How we cling to the known! My knowledge, my family, my fashion-sense, my possessions . . . . and yet we know that none of this travels with us beyond the grave. Indeed we do not know if there is any such thing as ‘us’ beyond the grave.
If death is a fact, if the ending of all of that is a fact, why can we not simply accept it? This question is not a rhetorical one, it really needs thinking about.
All our lives we have felt the pressure of the need to accumulate, possessions, friendships, op9inions, photographs and other memories, all of that. And we are in denial that there is nothing in all of that of fundamental importance because one day it will end. Death is a challenge, an in-your-face challenge to everything we call ‘life’, which if looked at in this way, has been a continuous struggle from cradle to grave, from can’t see in the morning to can’t see at night (as the slaves used to put it) – AND FOR WHAT?

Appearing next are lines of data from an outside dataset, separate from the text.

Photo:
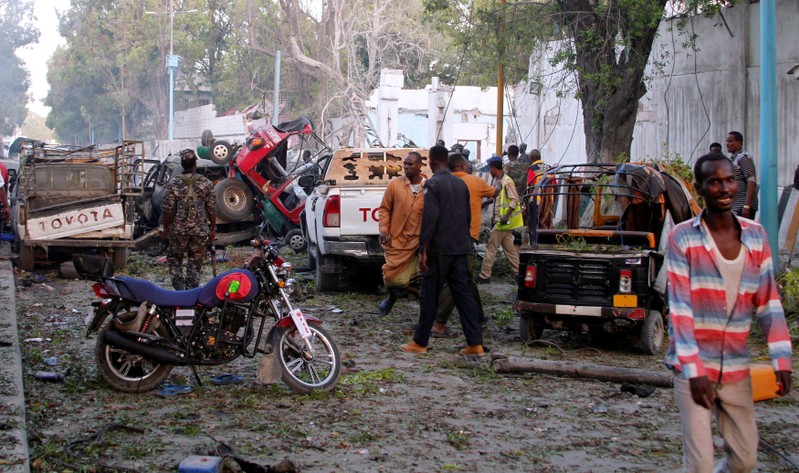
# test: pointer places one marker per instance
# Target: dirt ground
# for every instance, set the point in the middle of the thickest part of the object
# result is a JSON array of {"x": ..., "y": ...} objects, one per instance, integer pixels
[{"x": 390, "y": 412}]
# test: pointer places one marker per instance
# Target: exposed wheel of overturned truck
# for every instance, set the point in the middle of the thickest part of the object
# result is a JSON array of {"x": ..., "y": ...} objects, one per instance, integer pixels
[
  {"x": 221, "y": 152},
  {"x": 207, "y": 138},
  {"x": 126, "y": 371},
  {"x": 234, "y": 199},
  {"x": 653, "y": 333},
  {"x": 296, "y": 240},
  {"x": 531, "y": 328}
]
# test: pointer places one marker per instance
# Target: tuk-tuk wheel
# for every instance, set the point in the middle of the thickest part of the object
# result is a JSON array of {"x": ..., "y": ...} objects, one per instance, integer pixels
[{"x": 530, "y": 328}]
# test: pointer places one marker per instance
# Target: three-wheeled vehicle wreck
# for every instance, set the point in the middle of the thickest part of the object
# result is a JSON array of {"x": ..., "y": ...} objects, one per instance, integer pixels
[{"x": 597, "y": 238}]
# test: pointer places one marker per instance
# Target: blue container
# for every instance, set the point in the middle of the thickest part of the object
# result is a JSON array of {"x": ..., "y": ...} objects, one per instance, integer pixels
[{"x": 200, "y": 464}]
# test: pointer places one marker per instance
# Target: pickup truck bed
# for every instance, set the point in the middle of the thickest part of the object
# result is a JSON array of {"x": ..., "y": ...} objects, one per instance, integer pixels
[{"x": 341, "y": 217}]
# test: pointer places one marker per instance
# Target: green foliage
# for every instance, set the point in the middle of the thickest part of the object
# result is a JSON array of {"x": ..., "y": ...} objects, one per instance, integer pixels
[
  {"x": 484, "y": 34},
  {"x": 789, "y": 284},
  {"x": 113, "y": 64},
  {"x": 504, "y": 317},
  {"x": 16, "y": 31}
]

So, death puts life into question, into sharp relief. This is very clear when you see the body of a loved one laid out. The very fact of death makes you sit up and listen and enquire into life.
All this struggle has been for nothing. There, that is it. That is the ending of it. No religious or spiritual tradition entertains the belief that the individual personality exists after death. Maybe the soul does (they say) but everything personal dissolves! Face the truth! You do not care a fig if your soul continues or not, what you care about is the ending of the personal life, this personality with all its memories and identifications!
Is the struggle we call life, this continuous process of trial and tribulation with some small pleasures, is this really living? If the ending of this personal accumulation is death, do we have to wait for the physical death to let it go? Or, can we die in every moment? Die to all personal pain, ambition, pleasure and so on, the whole circus we call life?
Then what would be physical death but a continuation of real living, living that is outside of time, outside of struggle?
When we say we are afraid of death is it not only fear of living, of real living, a hanging on to the past, of that past which, in effect, is already dead? What we call life may in fact be a rather morbid imitation.